The health risks of adults and children under different exposure routes were calculated, and the results were exhibited in Table S8. Contrasting the three exposure routes, it could be found that both the non-carcinogenic risk entropys and carcinogenic risk indexs of children and adults were all expressed as oral ingestion > dermal contact > respiratory inhalation.

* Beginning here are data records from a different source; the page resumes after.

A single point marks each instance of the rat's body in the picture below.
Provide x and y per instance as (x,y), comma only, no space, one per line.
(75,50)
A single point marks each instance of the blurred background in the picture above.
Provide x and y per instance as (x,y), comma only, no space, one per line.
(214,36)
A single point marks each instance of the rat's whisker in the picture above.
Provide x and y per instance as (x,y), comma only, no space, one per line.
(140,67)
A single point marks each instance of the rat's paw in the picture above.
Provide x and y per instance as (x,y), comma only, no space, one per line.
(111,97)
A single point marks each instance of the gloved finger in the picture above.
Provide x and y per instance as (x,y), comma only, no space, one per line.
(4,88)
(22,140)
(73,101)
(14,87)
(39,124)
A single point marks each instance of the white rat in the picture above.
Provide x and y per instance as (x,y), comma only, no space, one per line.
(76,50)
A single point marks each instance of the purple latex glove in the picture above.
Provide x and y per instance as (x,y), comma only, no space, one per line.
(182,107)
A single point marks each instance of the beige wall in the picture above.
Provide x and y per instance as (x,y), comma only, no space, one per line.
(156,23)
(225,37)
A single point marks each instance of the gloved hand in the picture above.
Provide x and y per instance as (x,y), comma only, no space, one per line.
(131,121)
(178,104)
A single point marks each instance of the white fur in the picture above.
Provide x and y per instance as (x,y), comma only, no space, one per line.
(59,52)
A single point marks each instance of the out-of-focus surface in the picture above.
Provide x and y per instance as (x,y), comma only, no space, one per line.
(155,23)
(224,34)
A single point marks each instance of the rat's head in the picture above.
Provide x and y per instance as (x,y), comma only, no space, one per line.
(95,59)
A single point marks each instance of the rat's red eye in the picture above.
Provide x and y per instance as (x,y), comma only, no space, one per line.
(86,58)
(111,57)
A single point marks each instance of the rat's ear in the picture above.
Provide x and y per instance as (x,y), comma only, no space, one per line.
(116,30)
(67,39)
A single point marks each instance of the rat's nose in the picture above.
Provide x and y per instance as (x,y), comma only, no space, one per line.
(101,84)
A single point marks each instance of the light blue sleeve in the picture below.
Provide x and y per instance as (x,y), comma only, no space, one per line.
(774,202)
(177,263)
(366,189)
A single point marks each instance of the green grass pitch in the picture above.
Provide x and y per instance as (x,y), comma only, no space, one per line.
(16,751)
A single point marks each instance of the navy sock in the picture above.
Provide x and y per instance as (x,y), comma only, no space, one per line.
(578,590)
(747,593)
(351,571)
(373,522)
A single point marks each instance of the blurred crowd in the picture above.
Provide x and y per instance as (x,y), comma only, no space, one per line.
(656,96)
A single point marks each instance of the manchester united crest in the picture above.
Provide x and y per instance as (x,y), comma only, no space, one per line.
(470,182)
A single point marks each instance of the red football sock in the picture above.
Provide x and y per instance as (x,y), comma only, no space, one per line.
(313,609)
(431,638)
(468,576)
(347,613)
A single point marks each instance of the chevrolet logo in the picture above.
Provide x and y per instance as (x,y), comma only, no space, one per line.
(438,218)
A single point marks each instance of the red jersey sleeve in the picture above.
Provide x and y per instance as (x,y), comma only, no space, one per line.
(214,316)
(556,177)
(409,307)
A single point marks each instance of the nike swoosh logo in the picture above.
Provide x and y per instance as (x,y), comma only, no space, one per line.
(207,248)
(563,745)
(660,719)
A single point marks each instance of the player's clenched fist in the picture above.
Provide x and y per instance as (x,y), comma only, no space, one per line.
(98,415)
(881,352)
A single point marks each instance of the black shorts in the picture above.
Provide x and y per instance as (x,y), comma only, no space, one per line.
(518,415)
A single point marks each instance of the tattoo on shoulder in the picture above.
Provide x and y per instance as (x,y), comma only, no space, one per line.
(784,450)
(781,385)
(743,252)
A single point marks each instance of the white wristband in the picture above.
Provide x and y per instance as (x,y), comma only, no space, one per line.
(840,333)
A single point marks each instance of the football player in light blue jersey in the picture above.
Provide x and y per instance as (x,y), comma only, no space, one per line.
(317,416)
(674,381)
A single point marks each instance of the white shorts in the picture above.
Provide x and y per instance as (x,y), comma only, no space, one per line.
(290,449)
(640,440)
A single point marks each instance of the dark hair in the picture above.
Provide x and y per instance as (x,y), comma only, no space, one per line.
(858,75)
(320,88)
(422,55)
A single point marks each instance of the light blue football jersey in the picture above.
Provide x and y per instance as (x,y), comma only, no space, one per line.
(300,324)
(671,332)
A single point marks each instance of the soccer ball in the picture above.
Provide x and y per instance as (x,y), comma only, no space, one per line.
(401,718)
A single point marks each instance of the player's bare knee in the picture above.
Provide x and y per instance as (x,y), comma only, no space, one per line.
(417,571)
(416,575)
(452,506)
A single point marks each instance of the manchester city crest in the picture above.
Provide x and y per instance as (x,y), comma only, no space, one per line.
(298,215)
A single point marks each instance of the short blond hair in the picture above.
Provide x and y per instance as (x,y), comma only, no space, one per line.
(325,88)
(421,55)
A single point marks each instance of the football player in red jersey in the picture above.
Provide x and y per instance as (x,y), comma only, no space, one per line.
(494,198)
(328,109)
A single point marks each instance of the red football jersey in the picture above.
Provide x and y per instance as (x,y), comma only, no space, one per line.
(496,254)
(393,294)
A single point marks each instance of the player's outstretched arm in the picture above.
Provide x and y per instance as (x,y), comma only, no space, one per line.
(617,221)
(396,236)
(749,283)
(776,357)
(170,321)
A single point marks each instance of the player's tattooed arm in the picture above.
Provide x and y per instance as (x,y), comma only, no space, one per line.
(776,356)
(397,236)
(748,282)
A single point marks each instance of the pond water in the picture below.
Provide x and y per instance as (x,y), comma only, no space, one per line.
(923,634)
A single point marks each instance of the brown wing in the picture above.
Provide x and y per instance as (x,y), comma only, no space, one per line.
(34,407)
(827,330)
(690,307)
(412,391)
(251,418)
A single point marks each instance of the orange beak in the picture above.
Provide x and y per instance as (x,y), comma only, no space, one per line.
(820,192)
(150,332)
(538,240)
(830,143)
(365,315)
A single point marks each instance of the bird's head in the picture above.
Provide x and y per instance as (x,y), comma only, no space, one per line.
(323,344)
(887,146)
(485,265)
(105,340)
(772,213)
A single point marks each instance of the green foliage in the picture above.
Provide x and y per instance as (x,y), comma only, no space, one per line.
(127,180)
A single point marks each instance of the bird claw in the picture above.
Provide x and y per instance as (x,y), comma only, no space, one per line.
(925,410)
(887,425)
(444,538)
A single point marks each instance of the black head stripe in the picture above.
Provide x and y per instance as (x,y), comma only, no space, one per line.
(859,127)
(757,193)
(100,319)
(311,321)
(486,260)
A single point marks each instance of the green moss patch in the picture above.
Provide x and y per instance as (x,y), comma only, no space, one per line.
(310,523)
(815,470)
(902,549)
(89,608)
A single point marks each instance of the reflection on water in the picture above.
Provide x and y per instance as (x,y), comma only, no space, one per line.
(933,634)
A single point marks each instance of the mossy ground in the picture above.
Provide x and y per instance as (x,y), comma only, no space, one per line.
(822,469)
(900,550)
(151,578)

It authenticated that oral ingestion was the chief exposure pathway for non-carcinogenic and carcinogenic health risks. Previous studies have also reached the same conclusion that oral ingestion was the master pattern of human exposure to dust TE ( Shahab et al., 2018; Adewumi and Laniyan, 2020; Shah et al., 2020; Behnam et al., 2020).